La découverte ou la mise en
exploitation de nouveaux territoires ou de nouvelles richesses minières,
provoquant la naissance, en certains pays, d'une agriculture, d'une industrie,
d'un commerce, entraine des modifications dans les positions économiques,
commerciales, financières et autres des peuples. Elle pose de nouveaux
problèmes sociaux et transforme les anciens.
La formations de groupements
financiers : trusts, cartels consortiums, organisations capitalistes, aussi
bien que la création de groupements ouvriers (syndicaux, coopératifs ou
autres), ont pour résultat de déterminer dans la société de nouveaux courants,
et de créer une nouvelle situation sociale.

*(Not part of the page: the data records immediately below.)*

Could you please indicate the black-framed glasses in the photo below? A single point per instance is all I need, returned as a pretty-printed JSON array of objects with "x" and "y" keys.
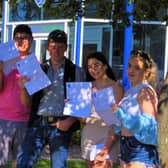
[
  {"x": 94, "y": 66},
  {"x": 142, "y": 54},
  {"x": 21, "y": 38}
]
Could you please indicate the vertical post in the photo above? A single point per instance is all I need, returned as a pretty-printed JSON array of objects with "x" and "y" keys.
[
  {"x": 127, "y": 44},
  {"x": 4, "y": 20},
  {"x": 166, "y": 53},
  {"x": 79, "y": 35}
]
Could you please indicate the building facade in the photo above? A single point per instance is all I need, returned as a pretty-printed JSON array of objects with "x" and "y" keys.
[{"x": 96, "y": 34}]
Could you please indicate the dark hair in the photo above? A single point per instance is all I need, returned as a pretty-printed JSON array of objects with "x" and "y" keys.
[
  {"x": 22, "y": 28},
  {"x": 148, "y": 64},
  {"x": 100, "y": 56},
  {"x": 58, "y": 36},
  {"x": 145, "y": 56}
]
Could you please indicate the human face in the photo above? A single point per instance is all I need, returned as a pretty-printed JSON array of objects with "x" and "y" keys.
[
  {"x": 56, "y": 51},
  {"x": 96, "y": 68},
  {"x": 23, "y": 43},
  {"x": 135, "y": 71}
]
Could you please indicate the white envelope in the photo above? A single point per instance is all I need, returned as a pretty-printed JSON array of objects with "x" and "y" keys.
[
  {"x": 103, "y": 100},
  {"x": 95, "y": 149}
]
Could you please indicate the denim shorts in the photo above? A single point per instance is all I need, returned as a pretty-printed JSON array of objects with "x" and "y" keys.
[
  {"x": 11, "y": 137},
  {"x": 134, "y": 151}
]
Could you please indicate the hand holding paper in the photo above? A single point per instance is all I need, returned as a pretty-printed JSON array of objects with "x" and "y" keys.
[
  {"x": 103, "y": 100},
  {"x": 79, "y": 99},
  {"x": 30, "y": 67},
  {"x": 8, "y": 51}
]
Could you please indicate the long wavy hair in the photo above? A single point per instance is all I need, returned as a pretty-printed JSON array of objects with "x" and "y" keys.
[{"x": 100, "y": 56}]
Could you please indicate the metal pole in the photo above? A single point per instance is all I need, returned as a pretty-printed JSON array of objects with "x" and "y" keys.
[
  {"x": 4, "y": 20},
  {"x": 127, "y": 45},
  {"x": 79, "y": 36}
]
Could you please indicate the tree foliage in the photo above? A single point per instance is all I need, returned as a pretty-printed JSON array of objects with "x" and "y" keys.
[{"x": 150, "y": 10}]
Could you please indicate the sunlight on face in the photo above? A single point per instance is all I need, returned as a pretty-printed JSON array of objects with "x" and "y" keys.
[{"x": 136, "y": 71}]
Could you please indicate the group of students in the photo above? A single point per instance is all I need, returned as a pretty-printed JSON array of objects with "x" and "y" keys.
[{"x": 29, "y": 123}]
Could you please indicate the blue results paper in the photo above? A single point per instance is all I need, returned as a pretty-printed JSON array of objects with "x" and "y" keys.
[{"x": 30, "y": 67}]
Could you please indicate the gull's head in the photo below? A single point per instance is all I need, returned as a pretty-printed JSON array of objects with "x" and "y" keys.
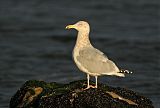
[{"x": 81, "y": 26}]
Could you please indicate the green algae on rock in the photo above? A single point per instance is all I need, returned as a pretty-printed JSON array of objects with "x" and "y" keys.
[{"x": 39, "y": 94}]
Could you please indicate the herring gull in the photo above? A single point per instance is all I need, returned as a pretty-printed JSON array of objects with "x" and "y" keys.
[{"x": 89, "y": 59}]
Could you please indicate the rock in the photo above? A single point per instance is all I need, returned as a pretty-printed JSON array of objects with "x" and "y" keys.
[{"x": 39, "y": 94}]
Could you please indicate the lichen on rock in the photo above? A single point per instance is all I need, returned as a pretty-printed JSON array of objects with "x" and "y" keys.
[{"x": 39, "y": 94}]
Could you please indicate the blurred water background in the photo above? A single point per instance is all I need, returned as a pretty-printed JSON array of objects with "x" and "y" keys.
[{"x": 35, "y": 45}]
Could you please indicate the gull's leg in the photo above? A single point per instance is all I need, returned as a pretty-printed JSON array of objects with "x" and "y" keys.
[
  {"x": 96, "y": 77},
  {"x": 88, "y": 81},
  {"x": 90, "y": 86}
]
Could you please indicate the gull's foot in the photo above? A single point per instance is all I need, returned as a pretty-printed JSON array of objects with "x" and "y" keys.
[{"x": 90, "y": 86}]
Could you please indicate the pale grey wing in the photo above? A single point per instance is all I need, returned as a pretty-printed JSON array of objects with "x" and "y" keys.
[{"x": 95, "y": 61}]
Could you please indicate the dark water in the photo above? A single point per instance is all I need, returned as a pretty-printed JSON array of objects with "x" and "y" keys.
[{"x": 35, "y": 45}]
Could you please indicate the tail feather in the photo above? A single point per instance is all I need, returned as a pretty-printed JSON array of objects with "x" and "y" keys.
[{"x": 125, "y": 71}]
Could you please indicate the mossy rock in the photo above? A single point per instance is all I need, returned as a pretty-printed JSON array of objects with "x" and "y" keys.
[{"x": 39, "y": 94}]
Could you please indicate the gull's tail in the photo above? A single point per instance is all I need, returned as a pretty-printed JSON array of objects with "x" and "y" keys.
[{"x": 125, "y": 71}]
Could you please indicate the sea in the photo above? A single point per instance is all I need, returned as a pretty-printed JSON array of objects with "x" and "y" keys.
[{"x": 34, "y": 44}]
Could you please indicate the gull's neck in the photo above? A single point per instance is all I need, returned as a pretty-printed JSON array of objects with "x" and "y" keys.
[{"x": 83, "y": 40}]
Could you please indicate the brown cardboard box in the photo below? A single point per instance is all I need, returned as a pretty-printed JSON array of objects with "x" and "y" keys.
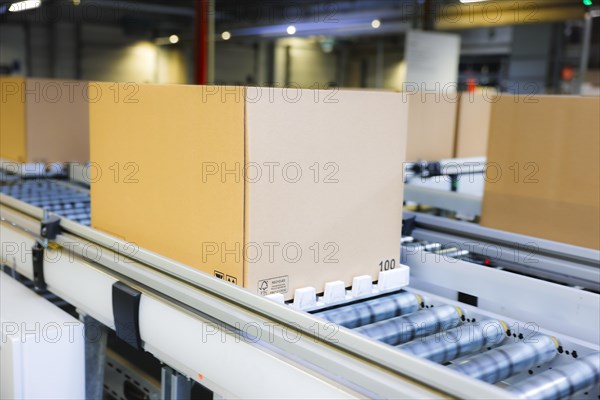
[
  {"x": 547, "y": 152},
  {"x": 43, "y": 120},
  {"x": 473, "y": 123},
  {"x": 431, "y": 126},
  {"x": 272, "y": 189}
]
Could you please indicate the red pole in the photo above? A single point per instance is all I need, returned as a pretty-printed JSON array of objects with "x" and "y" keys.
[{"x": 202, "y": 41}]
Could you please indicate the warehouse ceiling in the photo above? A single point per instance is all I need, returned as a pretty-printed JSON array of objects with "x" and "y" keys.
[{"x": 232, "y": 14}]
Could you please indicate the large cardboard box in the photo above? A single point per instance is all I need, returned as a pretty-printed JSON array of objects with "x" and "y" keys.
[
  {"x": 431, "y": 126},
  {"x": 472, "y": 128},
  {"x": 43, "y": 120},
  {"x": 272, "y": 189},
  {"x": 543, "y": 176}
]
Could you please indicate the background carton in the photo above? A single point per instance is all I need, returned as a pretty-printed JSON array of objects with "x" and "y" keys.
[
  {"x": 431, "y": 126},
  {"x": 473, "y": 122},
  {"x": 547, "y": 152},
  {"x": 43, "y": 120}
]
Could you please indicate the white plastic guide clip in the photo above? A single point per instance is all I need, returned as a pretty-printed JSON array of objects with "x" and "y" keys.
[
  {"x": 394, "y": 278},
  {"x": 305, "y": 298}
]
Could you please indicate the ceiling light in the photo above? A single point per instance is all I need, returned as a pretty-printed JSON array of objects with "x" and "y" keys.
[{"x": 24, "y": 5}]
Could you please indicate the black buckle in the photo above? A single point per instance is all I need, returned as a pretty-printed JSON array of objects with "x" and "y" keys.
[{"x": 126, "y": 313}]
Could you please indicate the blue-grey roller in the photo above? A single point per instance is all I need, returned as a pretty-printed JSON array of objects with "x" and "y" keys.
[
  {"x": 562, "y": 381},
  {"x": 369, "y": 311},
  {"x": 508, "y": 360},
  {"x": 457, "y": 342},
  {"x": 408, "y": 327}
]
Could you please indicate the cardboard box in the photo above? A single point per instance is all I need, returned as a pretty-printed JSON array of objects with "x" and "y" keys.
[
  {"x": 431, "y": 126},
  {"x": 43, "y": 120},
  {"x": 472, "y": 128},
  {"x": 543, "y": 178},
  {"x": 272, "y": 189}
]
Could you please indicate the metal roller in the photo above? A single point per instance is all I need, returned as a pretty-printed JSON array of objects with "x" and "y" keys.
[
  {"x": 457, "y": 342},
  {"x": 421, "y": 323},
  {"x": 562, "y": 381},
  {"x": 508, "y": 360},
  {"x": 367, "y": 312}
]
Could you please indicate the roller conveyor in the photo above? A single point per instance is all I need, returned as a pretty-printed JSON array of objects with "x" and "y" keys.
[
  {"x": 409, "y": 327},
  {"x": 508, "y": 360},
  {"x": 458, "y": 342},
  {"x": 64, "y": 199},
  {"x": 561, "y": 382},
  {"x": 370, "y": 311},
  {"x": 403, "y": 318}
]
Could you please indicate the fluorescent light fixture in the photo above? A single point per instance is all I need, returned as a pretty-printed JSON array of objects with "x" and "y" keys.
[{"x": 24, "y": 5}]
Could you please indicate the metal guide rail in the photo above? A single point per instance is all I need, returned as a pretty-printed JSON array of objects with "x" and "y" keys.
[
  {"x": 218, "y": 334},
  {"x": 552, "y": 261}
]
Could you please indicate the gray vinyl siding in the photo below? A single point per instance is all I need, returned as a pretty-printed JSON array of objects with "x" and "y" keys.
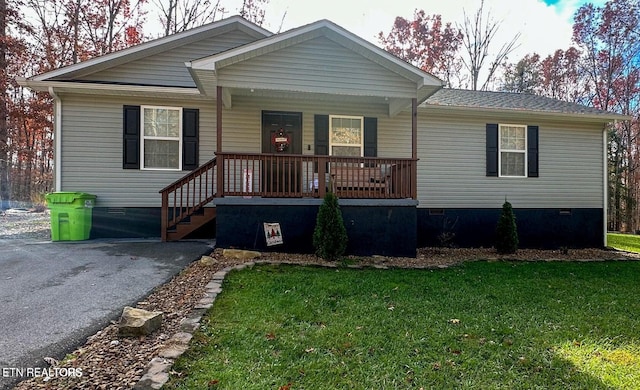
[
  {"x": 243, "y": 123},
  {"x": 168, "y": 68},
  {"x": 451, "y": 170},
  {"x": 92, "y": 141},
  {"x": 92, "y": 151},
  {"x": 318, "y": 65},
  {"x": 451, "y": 152}
]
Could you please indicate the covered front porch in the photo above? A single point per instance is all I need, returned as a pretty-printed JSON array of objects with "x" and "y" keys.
[
  {"x": 343, "y": 97},
  {"x": 288, "y": 176}
]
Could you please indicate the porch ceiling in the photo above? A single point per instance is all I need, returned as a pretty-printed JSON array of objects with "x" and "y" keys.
[{"x": 320, "y": 61}]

Les systèmes de gouvernement
et d'administration publique, la forme des gouvernements, la constitution et la
transformation des patries, etc., tout ce qui, dans un régime, ébranle des
mouvements regardés comme proprement politiques, ont aussi avec le social, des
rapports plus ou moins étroits. Ils peuvent le faire dévier, le pousser dans
telle ou telle autre voie, le réfréner ou l'accentuer.

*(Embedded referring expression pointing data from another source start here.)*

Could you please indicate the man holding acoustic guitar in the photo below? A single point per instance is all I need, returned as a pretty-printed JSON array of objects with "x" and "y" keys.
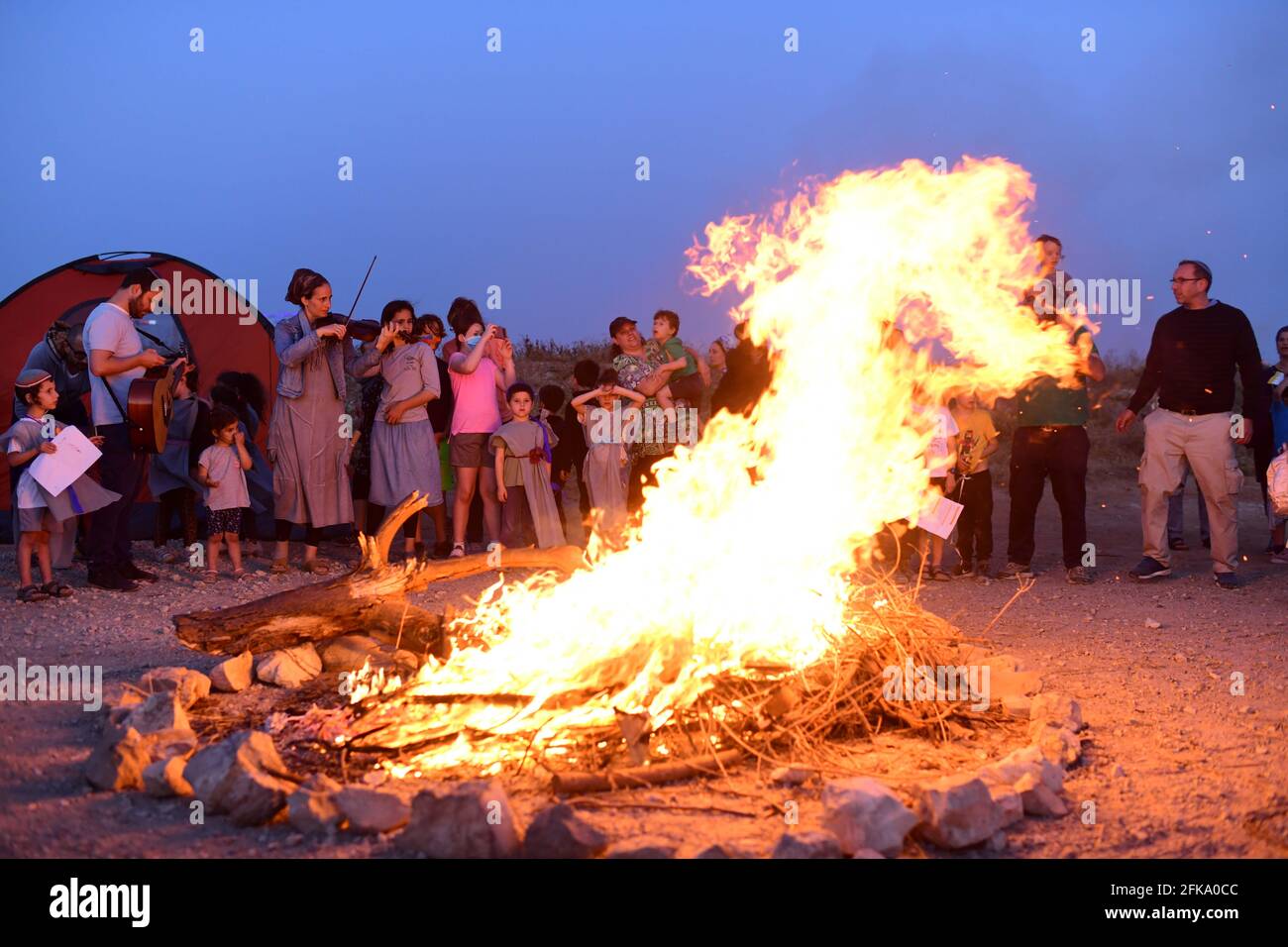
[{"x": 116, "y": 359}]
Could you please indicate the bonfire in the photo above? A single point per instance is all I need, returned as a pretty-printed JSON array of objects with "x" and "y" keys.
[{"x": 751, "y": 609}]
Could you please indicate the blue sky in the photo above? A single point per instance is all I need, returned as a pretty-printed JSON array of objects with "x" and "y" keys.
[{"x": 518, "y": 167}]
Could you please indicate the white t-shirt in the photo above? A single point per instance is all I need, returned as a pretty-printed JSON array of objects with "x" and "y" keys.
[
  {"x": 112, "y": 330},
  {"x": 938, "y": 454},
  {"x": 29, "y": 493}
]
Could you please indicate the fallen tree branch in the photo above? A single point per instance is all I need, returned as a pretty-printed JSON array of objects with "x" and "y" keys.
[
  {"x": 656, "y": 775},
  {"x": 372, "y": 599},
  {"x": 612, "y": 804}
]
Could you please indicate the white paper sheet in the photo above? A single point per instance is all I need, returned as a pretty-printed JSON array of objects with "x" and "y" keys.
[
  {"x": 940, "y": 517},
  {"x": 58, "y": 471}
]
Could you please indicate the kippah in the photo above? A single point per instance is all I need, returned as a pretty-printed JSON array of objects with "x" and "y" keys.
[{"x": 33, "y": 377}]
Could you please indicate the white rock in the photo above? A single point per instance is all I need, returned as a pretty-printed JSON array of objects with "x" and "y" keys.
[
  {"x": 189, "y": 684},
  {"x": 1057, "y": 744},
  {"x": 806, "y": 845},
  {"x": 288, "y": 667},
  {"x": 1009, "y": 801},
  {"x": 957, "y": 812},
  {"x": 864, "y": 813},
  {"x": 643, "y": 847},
  {"x": 351, "y": 652},
  {"x": 161, "y": 711},
  {"x": 117, "y": 762},
  {"x": 1029, "y": 759},
  {"x": 241, "y": 776},
  {"x": 163, "y": 779},
  {"x": 373, "y": 810},
  {"x": 1039, "y": 800},
  {"x": 464, "y": 819},
  {"x": 312, "y": 808},
  {"x": 558, "y": 831},
  {"x": 233, "y": 674}
]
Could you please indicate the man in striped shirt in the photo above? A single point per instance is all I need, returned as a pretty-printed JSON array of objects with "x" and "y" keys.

Les croyances religieuses,
politiques, philosophiques et autres ont également une portée considérable sur
la vie sociale. Sous l'emprise d'une religion, un peuple ne se comportera pas
comme une population en grande partie libre-penseuse, même si les conditions
économiques sont les mêmes. Parmi les fondements des sociétés, les bases
psychologiques (croyances, préjugés, traditions, etc.) tiennent une place de
premier plan. Et cela explique les fortes dépenses consenties par les castes régnantes
et exploitantes pour maintenir les castes pauvres dans un état d'esprit propre
à conserver leur règne. Les grandes secousses sociales ont toujours été
précédées d'une lutte idéologique acharnée. Voltaire, J,-J. Rousseau, les
Encyclopédistes ont préparé la révolution française de 1789.
C'est une erreur profonde
des purs marxistes de croire que comptent seules les formes économiques, malgré
leur importance, peut-être primordiale. Méconnaître les conditions
psychologiques est une grande faute qui peut aboutir à de graves mécomptes.
L'évolution des méthodes de production a été formidable durant ces cinquante
dernières années ; le rendement du travail a été intensifié dans des
proportions colossales, mais la constitution de la société n'a point accompagné
cette transformation, parce qu'il a manqué une évolution morale correspondante,
parce que les populations ouvrières demeurent imbues des vieux préjugés de
hiérarchie, de soumission, d'infériorité.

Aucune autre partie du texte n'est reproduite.